Berlin / Martin Hofmann 18.08.2018

Um Hausbesitzer zum Energiesparen zu animieren, sollen „die Bundesbauten eine Vorbildfunktion einnehmen“. So heißt es auf der Internetseite der zuständigen Bundesanstalt für Immobilienaufgaben (7100 Mitarbeiter). Ein saniertes Objekt stellt sie auch vor: Das Bildungs- und Wissenschaftszentrum der Bundesfinanzverwaltung in Sigmaringen. Dort lernen Finanzbeamte, den spitzen Bleistift anzusetzen. Gelohnt hat sich die Sanierung der sieben Unterkünfte. Sie verbrauchen bis zu 45 Prozent weniger Energie für Heizen und Warmwasser. Ein Blockheizkraftwerk senkt den Stromverbrauch um 50 Prozent und spült pro Jahr 40 000 Euro für verkauften Strom in die Staatskasse. Das war 2012.
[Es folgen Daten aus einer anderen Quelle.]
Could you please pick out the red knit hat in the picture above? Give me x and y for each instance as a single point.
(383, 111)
Große Ziele hat die Bundesregierung auch formuliert. Vor drei Jahren erklärte Bundesbauministerin Barbara Hendricks (SPD), in den ersten 2200 sanierungsbedürftigen Gebäuden des Bundes werde der Energiebedarf fürs Heizen bis zum Jahr 2020 um 20 Prozent gesenkt. Jetzt erweist sich die Ankündigung als Luftnummer. In einer Antwort auf eine Kleine Anfrage der FDP-Bundestagsfraktion muss die Regierung zugeben: Das Ziel sei nicht mehr zu erreichen. Nur für 294 Liegenschaften hat die Bundesanstalt bisher Ingenieurbüros beauftragt, Energiekonzepte zu erarbeiten. In einem „geringen Teil“ dieser Gebäude habe die Sanierung begonnen. Und weil gut Ding, die Planung, viel Zeit beanspruche, sei auch kein Projekt abgeschlossen.

Keinerlei Übersicht

Einräumen muss die Regierung zudem, dass sie ihren seit Jahren angekündigten „Sanierungsfahrplan“ für Bundesgebäude noch nicht beschlossen hat. „Äußerst enttäuschend“ nennt Daniel Föst, baupolitischer Sprecher der FDP-Bundestagsfraktion, diese Bemühungen. „Ein schlechter Witz“ sei, dass keine einzige Sanierung abgeschlossen sei und die Regierung überdies keinerlei Übersicht über die Sanierungsquote ihrer eigenen Immobilien habe. Für die knapp 380 Standorte der Bundeswehr ergibt sich ein ähnliches Bild. Im Jahr 2017 seien 88 Baumaßnahmen fertiggestellt worden, die auch energetisch ertüchtigt wurden. Genauere Details kann das Innen-, Bau- und Heimatministerium unter Leitung von Horst Seehofer (CSU) nicht mitteilen. Fösts Fazit: „Die Bürger sollen ihre Häuser teuer energetisch sanieren und die Bundesregierung ist untätig. Das ist fadenscheinig.“

Da kann die grün-schwarze Landesregierung in Stuttgart mit deutlich ehrgeizigeren Zahlen aufwarten. 2017 hat sie 133 Sanierungen an eigenen Gebäuden umgesetzt. 14 Millionen Kilowattstunden konnten an Wärmeenergie und 18,5 Millionen Kolowattstunden an elektrischer Energie eingespart werden. Dies entlastet den Staatshaushalt und ermöglicht neue Investitionen in die Sanierung weiterer Gebäude des Landes.